Learning disabilities in writing (dysgraphia):
Learning disabilities in writing can involve the physical act of writing or the mental activity of comprehending and synthesizing information. Basic writing disorder refers to physical difficulty forming words and letters. Expressive writing disability indicates a struggle to organize thoughts on paper.
Symptoms of a written language learning disability revolve around the act of writing. They include problems with:
- neatness and consistency of writing
- accurately copying letters and words
- spelling consistency
- writing organization and coherence 
Other types of learning disabilities and disorders:
Reading, writing, and math aren’t the only skills impacted by learning disorders. Other types of learning disabilities involve difficulties with motor skills (movement and coordination), understanding spoken language, distinguishing between sounds, and interpreting visual information. 

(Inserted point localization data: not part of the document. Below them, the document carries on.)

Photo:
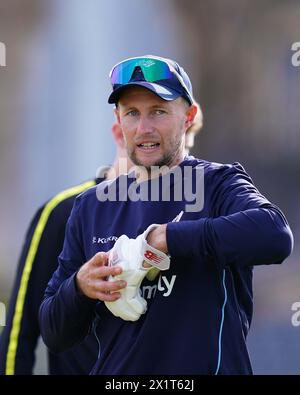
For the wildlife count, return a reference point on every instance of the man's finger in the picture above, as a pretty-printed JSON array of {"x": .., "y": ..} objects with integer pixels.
[
  {"x": 100, "y": 259},
  {"x": 106, "y": 271},
  {"x": 107, "y": 286},
  {"x": 108, "y": 297}
]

Learning disabilities in motor skills (dyspraxia):
Motor difficulty refers to problems with movement and coordination whether it is with fine motor skills (cutting, writing) or gross motor skills (running, jumping). A motor disability is sometimes referred to as an “output” activity meaning that it relates to the output of information from the brain. In order to run, jump, write or cut something, the brain must be able to communicate with the necessary limbs to complete the action.
Signs that your child might have a motor coordination disability include problems with physical abilities that require hand-eye coordination, like holding a pencil or buttoning a shirt. 

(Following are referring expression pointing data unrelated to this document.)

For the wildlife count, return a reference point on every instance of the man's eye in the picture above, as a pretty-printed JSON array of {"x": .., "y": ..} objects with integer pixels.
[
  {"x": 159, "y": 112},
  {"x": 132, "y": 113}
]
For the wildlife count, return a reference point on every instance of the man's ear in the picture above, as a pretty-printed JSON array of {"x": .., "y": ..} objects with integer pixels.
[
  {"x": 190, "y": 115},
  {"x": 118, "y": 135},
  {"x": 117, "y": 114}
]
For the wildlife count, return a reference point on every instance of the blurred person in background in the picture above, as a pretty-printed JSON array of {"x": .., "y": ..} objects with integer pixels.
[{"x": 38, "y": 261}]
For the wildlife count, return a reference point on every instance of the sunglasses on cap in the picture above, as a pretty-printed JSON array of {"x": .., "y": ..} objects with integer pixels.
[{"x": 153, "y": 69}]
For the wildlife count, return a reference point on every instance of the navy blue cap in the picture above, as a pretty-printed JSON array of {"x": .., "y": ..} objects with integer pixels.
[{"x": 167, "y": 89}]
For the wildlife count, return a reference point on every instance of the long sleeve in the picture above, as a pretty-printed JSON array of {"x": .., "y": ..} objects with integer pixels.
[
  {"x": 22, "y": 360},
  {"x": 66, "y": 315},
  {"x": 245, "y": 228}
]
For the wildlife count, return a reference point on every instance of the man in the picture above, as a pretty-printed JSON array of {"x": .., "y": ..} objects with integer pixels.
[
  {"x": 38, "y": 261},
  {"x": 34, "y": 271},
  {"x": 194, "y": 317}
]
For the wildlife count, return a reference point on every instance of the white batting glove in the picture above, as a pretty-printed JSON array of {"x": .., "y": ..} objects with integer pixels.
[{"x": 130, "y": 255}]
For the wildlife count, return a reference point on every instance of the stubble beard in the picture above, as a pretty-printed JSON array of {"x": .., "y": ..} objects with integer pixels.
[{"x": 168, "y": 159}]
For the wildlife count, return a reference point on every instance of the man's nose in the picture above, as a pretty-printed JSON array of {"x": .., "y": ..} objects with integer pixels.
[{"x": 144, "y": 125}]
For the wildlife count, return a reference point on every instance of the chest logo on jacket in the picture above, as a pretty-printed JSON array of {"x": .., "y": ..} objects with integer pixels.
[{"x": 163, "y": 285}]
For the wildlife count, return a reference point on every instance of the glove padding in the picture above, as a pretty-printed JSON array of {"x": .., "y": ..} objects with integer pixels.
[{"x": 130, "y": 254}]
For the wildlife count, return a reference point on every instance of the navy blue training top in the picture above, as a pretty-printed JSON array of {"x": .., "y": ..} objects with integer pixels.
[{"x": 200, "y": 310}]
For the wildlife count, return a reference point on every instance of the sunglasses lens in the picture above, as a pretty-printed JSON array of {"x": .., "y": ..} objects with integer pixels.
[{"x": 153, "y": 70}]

Learning disabilities in language (aphasia/dysphasia):
Language and communication learning disabilities involve the ability to understand or produce spoken language. Language is also considered an output activity because it requires organizing thoughts in the brain and calling upon the right words to verbally explain something or communicate with someone else.

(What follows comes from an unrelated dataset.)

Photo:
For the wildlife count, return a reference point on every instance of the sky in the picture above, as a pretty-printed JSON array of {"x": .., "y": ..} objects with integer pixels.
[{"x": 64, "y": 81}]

Signs of a language-based learning disorder involve problems with verbal language skills, such as the ability to retell a story and the fluency of speech, as well as the ability to understand the meaning of words, parts of speech, directions, etc. 
Auditory and visual processing problems:
Auditory processing disorder
Professionals may refer to the ability to hear well as “auditory processing skills” or “receptive language.” The ability to hear things correctly greatly impacts the ability to read, write and spell. An inability to distinguish subtle differences in sound, or hearing sounds at the wrong speed make it difficult to sound out words and understand the basic concepts of reading and writing. 
Visual processing disorder
Problems in visual perception include missing subtle differences in shapes, reversing letters or numbers, skipping words, skipping lines, misperceiving depth or distance, or having problems with eye–hand coordination. Professionals may refer to the work of the eyes as “visual processing.” Visual perception can affect gross and fine motor skills, reading comprehension, and math. 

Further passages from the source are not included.